Police say highly trained negotiators from Barrie and Peel Region worked together seamlessly to end the standoff with the 47-year-old Barrie man.
No further information has been released about the man or whether he was armed. Police have also not said whether he has been charged with any crimes.
No injuries have been reported in connection to the situation and police said the individual was transported to a local hospital.
“The involved individual is getting the care they require, first and foremost,” Barrie police communications co-ordinator Peter Leon told BarrieToday on Wednesday.
“Everything else will be secondary and given the underlying circumstances that we’re dealing with, there may not be a formal media release to identify anything further beyond what we’ve discussed over the last day or so,” he added.
The tense standoff shut down a significant portion of the city's southeast end at the interesection of two main roads.
“We haven’t seen an incident of this type in our community for as long as I can recall,” said Leon.
“I think the biggest thing that people have to understand is, we did everything we did — it was calculated, it was well measured — always with the safety of everybody involved,” he added. “It will take as long as it takes. There’s no clock running.”
Leon said as long as a person is talking with police and there is active communication back and forth, that is the key to successful negotiation.
“When you have a situation like that, it takes time to establish a rapport with the individual and get things to a point where they are able to end it in a peaceful manner, as it did yesterday, he said.
As for the emotional temperature of this kind of standoff and its intense roller-coaster ride, things can change fast.

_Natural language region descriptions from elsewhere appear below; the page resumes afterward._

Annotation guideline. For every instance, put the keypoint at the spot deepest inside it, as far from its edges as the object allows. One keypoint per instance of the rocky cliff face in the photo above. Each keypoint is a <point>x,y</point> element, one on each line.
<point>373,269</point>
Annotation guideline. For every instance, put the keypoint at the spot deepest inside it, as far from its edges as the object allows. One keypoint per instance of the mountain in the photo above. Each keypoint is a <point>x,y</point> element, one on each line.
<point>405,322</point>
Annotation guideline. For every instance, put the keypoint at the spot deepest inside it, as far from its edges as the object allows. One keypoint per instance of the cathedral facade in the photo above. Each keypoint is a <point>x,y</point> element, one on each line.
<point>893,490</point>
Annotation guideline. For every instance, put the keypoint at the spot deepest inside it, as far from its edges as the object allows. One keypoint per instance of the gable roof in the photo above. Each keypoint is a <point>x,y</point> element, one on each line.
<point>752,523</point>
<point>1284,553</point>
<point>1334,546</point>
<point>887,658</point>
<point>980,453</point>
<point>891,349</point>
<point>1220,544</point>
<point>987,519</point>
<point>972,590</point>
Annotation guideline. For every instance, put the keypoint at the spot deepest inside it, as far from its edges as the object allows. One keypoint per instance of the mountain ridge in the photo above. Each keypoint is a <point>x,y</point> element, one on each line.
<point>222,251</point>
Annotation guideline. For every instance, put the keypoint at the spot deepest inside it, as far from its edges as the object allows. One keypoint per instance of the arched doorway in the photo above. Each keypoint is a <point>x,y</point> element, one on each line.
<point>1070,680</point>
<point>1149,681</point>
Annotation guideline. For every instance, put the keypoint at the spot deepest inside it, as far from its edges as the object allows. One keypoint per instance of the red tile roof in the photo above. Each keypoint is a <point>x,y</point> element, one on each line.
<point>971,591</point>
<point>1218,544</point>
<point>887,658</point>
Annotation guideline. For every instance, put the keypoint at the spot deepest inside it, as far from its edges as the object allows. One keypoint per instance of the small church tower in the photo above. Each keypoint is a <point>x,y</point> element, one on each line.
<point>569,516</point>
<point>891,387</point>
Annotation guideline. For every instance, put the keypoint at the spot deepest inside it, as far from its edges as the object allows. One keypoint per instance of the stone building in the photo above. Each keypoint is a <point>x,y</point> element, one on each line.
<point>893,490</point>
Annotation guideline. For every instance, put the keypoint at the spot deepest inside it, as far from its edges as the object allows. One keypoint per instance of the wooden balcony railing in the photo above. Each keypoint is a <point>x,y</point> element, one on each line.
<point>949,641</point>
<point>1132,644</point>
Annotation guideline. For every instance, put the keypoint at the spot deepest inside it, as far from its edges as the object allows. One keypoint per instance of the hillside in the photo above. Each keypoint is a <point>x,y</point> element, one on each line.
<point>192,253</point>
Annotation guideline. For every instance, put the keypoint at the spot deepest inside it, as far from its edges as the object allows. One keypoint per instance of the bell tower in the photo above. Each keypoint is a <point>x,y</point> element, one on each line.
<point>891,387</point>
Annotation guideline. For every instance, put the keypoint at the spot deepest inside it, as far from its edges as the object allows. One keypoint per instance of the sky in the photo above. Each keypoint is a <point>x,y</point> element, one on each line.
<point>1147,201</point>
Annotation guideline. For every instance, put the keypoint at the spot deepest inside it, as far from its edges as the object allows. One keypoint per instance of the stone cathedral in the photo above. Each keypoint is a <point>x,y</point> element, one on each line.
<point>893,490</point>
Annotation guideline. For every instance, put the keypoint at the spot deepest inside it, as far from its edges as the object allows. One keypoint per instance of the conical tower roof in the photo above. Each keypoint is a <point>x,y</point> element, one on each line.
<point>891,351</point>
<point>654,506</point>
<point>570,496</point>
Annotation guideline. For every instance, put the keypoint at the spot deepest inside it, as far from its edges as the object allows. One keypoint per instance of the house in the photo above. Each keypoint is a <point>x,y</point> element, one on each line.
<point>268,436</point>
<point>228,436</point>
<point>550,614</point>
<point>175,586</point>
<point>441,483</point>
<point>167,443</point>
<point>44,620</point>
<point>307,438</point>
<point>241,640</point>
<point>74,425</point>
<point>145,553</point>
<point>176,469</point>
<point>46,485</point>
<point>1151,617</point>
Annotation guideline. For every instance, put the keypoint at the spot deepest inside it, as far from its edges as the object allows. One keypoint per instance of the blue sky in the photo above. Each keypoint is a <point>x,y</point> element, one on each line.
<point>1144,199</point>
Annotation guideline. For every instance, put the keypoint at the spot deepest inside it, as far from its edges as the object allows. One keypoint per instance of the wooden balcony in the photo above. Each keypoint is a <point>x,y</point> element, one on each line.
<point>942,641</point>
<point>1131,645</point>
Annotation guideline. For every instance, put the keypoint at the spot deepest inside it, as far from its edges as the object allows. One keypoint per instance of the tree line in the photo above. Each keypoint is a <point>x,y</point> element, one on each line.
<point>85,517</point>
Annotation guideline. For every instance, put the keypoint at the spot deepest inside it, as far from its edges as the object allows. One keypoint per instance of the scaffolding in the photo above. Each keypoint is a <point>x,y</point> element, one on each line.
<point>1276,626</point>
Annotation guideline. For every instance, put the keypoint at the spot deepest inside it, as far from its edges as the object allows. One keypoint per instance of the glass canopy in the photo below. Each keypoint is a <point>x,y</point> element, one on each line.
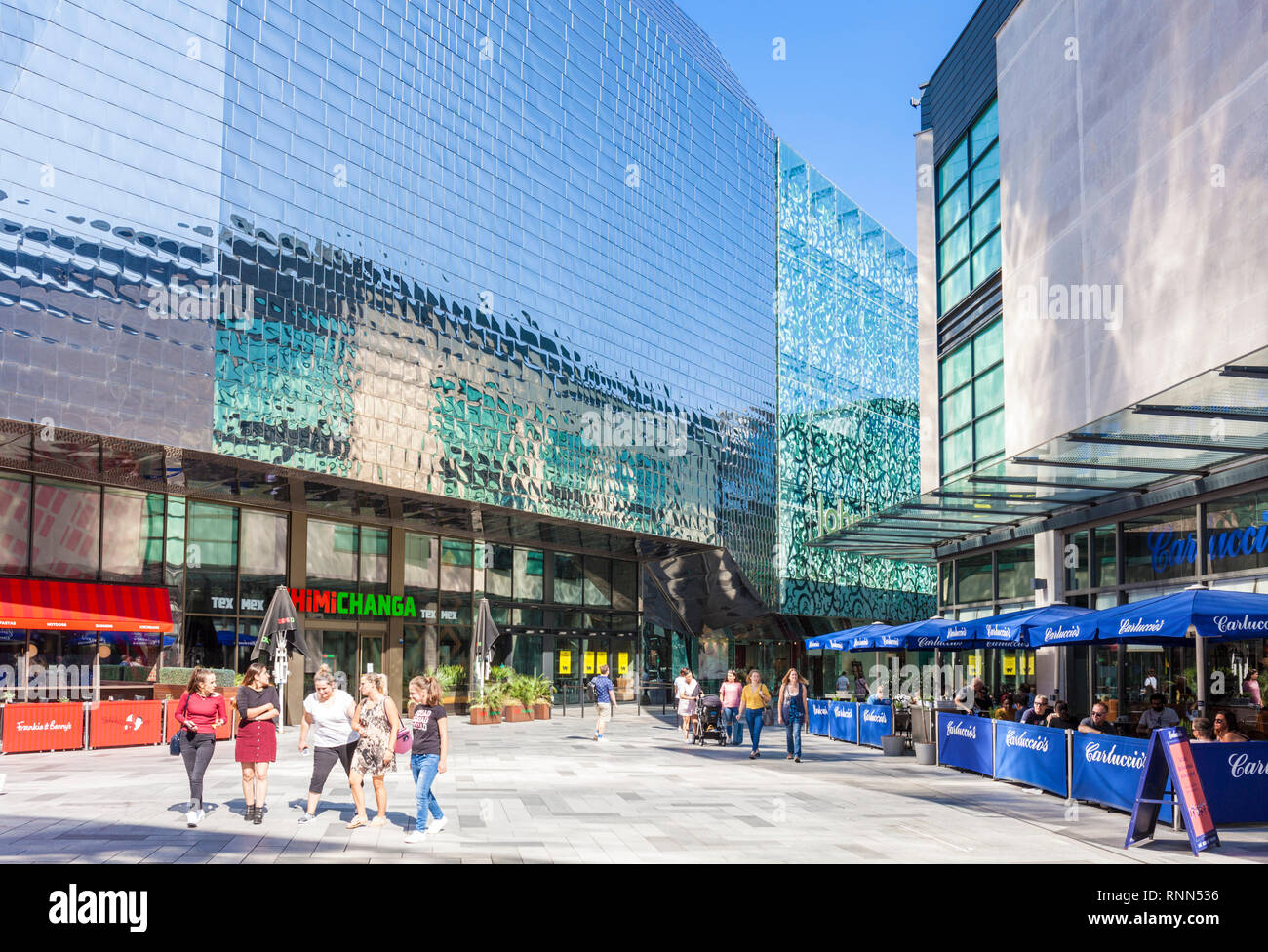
<point>1211,421</point>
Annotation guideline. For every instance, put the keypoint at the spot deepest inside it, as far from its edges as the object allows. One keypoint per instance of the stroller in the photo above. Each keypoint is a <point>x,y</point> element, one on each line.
<point>709,722</point>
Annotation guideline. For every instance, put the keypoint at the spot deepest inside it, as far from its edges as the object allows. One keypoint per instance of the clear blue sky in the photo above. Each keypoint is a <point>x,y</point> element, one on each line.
<point>841,97</point>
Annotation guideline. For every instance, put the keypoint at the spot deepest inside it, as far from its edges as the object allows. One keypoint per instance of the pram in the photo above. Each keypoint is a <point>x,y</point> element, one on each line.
<point>709,722</point>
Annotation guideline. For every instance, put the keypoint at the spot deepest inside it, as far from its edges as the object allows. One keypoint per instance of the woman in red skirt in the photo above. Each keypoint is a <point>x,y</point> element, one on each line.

“The situation can derail very quickly, " said Leon. “Things can happen very fast. “It’s about slowing everything down to a point where you are in constant, active communication, letting the individual know that we’re here to help.
“Let’s deal with this situation. Let’s get you to a place where you can get the care that you require and then deal with whatever may have to be dealt with after the fact,” he added.
It's critical to work with the person, said Leon, and build up a relationship with them.
“You want to just continue moving forward,” he said. “It’s when you start taking steps backward, or things start to deteriorate, the challenges come into play and you have to retake that ground you may have lost.”
Leon praised the police negotiating teams and the work they do, and said he appreciates the skill set they have, which he said is second to none.
Leon also stressed the importance of the participation and work of the Peel Regional Police negotiators on Tuesday when they took over the reins from the Barrie police team, who were in contact with the man for the first 12 hours of the standoff.
The changeover needed to be seamless, he noted.
“When the Peel negotiators came, they would have had to explain (to the individual), ‘we’ve been talking to you for a number of hours right now, but there is somebody new that’s going to be here. I’m going to introduce you to them.' And then they hand over and then there’s that level of comfort as well,” Leon explained.
The impact to the general public in the city's south end and their inability to freely go about their business during the road closures and restrictions was not taken lightly by police, he said.
“When you have something like this and it impacts people’s lives and people’s movement and business operation... I know there were a lot of people commenting yesterday, but this is a human life that we are dealing with and they’re in crisis," Leon said. "And we need to do everything we can to resolve it in a manner that gets the person to where we were yesterday and to where they are today."